Polaris last month made the request in Hennepin County District Court for lawsuits filed between August 2017 and September 2018. The lawsuits accuse the ATV maker of product defects and negligence in regard to fires that injured 13 people in five states.
The company has recalled more than 400,000 vehicles in recent years because of defects causing the fires and other issues. In April, it settled a case with the U.S. Consumer Product Safety Commission for a record $27.25 million in regard to the recall process.
The four Hennepin County lawsuits are in the hands of four different judges and involve sudden fires and injuries that allegedly occurred while plaintiffs drove various Polaris four-wheelers on trails in Utah, Nevada, Montana, West Virginia and New York.

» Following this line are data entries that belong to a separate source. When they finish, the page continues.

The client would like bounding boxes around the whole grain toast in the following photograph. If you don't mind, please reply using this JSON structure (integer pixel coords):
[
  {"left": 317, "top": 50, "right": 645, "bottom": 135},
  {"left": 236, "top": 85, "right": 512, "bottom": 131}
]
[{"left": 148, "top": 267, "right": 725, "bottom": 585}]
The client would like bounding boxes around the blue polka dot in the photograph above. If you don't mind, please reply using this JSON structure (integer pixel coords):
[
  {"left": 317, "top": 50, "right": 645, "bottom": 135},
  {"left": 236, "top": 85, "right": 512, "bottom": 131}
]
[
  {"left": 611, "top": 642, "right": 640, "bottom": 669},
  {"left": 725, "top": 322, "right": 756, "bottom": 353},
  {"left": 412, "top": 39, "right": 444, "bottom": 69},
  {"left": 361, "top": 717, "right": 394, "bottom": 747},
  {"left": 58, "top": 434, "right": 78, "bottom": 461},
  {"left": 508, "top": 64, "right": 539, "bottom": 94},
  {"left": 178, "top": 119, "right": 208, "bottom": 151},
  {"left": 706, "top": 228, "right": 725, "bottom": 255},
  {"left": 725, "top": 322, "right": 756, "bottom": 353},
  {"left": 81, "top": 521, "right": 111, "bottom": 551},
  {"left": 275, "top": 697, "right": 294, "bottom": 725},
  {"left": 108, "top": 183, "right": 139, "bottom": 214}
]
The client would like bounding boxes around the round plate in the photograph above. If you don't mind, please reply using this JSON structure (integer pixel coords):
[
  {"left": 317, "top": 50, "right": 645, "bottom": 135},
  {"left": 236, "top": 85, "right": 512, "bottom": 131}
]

The lawsuits all have different specifics. But they were filed by the same law firm — Salt Lake City-based Eisenberg Gilchrist & Cutt — and generally accuse the Medina-based manufacturer of knowingly selling defective vehicles and failing to warn customers and regulators in a timely manner that the vehicles were prone to fire hazards.
A Polaris spokeswoman on Wednesday declined to comment on the lawsuits or Polaris' consolidation request, citing the company's policy of not commenting about ongoing litigation.
But in court documents last month, Polaris denied the plaintiffs' allegations. In its request for one judge to hear the four cases, the company said discovery is underway in the lawsuits, and it does not make sense for multiple judges to study all the information and individually rule on overlapping legal issues that would apply to all the lawsuits.
"The overlap among the allegations show that plaintiffs' counsel view these actions as involving overlapping issues of fact," Polaris said in the documents. "Although the off-road vehicle models in each incident materially differ from each other, and each incident presents unique facts, plaintiffs … allege in each case similar factual allegations and essentially the same legal theories."